I've learned more than I can express in writing. I've been working with Jim for over 18 years and this is my 11th season at Sleepy Hollow. A few of the more important things I learned are:
  1. Get things done. What ever your project is, get it done thoroughly and timely. And then let people know you did it. No one is going to take notice unless you make them.
  2. Learn how to play and hit all the shots. No one respects a teacher who can't demonstrate what they are teaching.
  3. Be a leader. Initiate projects, when something is offered be the first to volunteer. Like Lee Iaccoa said "You can lead, follow, or get out of the way!"
  4. Jim has always taught me to continue to seek knowledge. Even if you don't agree with the philosophy, understand it in case someone has a question.
  5. The client is always correct.
When I asked Trillium Sellers about her experiences with the JMGS at Doral in the winter and how it all translates, she had some great insight:

At the Jim McLean School there are a lot of instructors and assistants and the intensity level for self-improvement is higher than any other golf instructional environment I’ve ever been in. Sometimes it’s stressful (like the Monday meetings at 7:30 AM) because Jim likes to test that everyone is learning and getting better. But I don’t teach as many hours as I do up north at Chevy Chase CC. So I find that the months I spend at JMGS, I’m gaining a different type of experience than when I’m teaching out on the Chevy lesson tee all by myself.

In speaking with Joe Plecker, Director of Instruction at Baltimore CC and a Golf Digest Top-40 Under 40 instructor, Joe describes what he took away from his experience and what it is about the JMGS that grooms such great teachers?

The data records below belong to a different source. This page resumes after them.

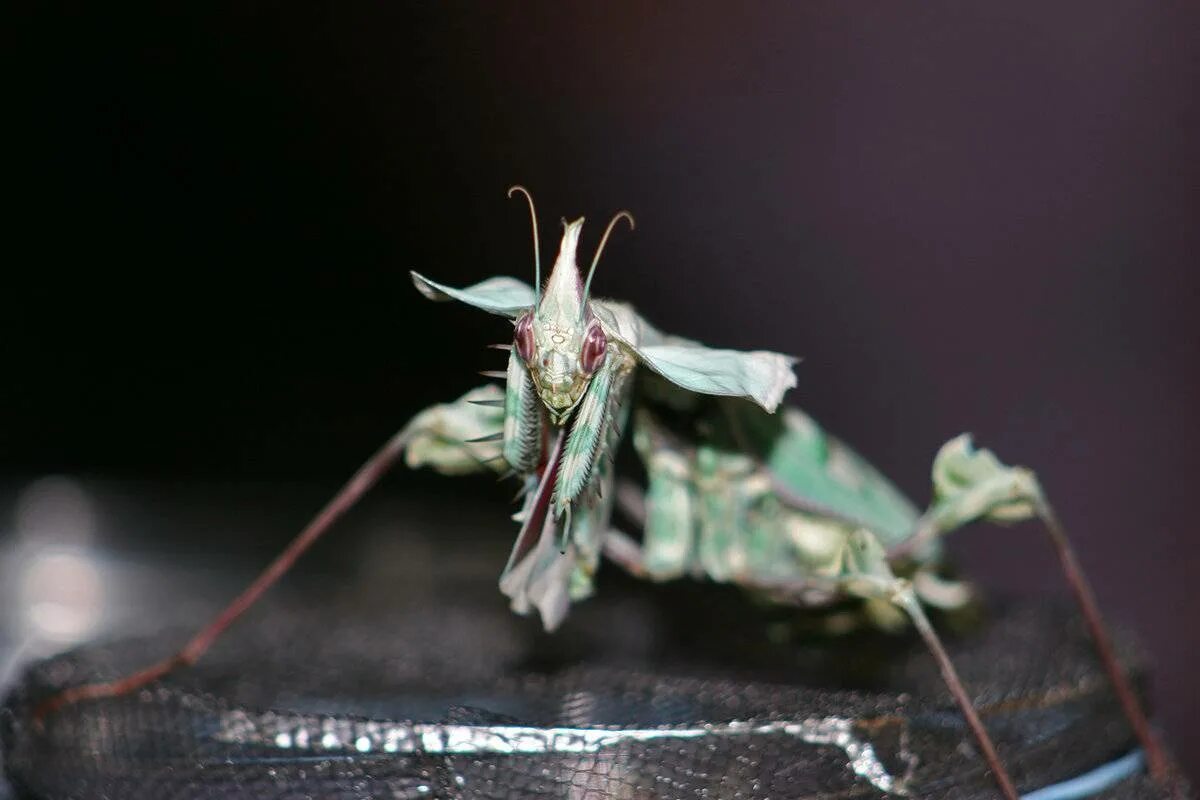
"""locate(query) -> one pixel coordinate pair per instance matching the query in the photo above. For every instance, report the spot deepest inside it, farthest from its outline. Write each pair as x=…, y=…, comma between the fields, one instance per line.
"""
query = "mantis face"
x=559, y=340
x=562, y=355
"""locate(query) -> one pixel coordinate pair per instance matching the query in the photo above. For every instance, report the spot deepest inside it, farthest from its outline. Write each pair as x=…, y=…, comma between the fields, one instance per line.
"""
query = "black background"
x=965, y=216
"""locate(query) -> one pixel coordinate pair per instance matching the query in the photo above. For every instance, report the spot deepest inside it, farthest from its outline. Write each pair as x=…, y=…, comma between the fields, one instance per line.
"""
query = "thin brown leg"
x=951, y=675
x=1156, y=755
x=363, y=480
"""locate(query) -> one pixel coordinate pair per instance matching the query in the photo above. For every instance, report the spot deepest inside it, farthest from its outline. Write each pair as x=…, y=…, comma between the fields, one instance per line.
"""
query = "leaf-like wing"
x=760, y=376
x=497, y=295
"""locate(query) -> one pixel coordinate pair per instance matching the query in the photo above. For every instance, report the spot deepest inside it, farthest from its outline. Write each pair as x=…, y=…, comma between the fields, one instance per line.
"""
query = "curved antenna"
x=604, y=240
x=537, y=253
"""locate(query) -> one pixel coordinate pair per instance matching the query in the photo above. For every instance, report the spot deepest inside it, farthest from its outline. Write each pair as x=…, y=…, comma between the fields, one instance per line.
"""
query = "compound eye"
x=595, y=344
x=522, y=338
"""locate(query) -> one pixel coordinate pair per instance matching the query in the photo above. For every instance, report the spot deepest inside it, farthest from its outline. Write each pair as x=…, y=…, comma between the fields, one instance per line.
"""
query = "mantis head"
x=559, y=338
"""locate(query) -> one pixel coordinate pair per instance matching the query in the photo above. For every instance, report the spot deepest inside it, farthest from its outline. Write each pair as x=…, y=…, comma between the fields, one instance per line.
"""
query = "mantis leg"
x=973, y=485
x=864, y=572
x=868, y=575
x=441, y=437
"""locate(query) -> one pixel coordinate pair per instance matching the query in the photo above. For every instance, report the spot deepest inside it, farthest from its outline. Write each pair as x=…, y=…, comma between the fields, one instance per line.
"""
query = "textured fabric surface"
x=648, y=692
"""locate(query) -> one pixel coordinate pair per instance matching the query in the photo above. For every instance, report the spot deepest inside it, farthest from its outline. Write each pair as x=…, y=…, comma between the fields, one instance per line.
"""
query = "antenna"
x=537, y=253
x=604, y=240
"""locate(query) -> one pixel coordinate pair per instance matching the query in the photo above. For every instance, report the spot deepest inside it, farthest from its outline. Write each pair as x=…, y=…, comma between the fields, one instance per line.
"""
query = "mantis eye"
x=595, y=344
x=522, y=337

I think two distinct elements make Jim McLean instructors successful. The first is true apprenticeship. You start at the bottom and work your way up, observing lead instructors and learning the basics of the business. This proves invaluable as you progress as a teacher and business person. The second is using a systematic, well researched approach to teaching. Truly knowing what matters makes an instructor not only valid, but above reproach.

After reading this, hopefully you have gained some perspective on the Jim McLean Golf School. If instruction is the path you desire, JMGS may be a route to consider, however you'll have to evaluate if you qualify for admission. The experience is demanding, however sometimes we need to be pushed to realize our true potential. It seems to me that that is what the JMGS does.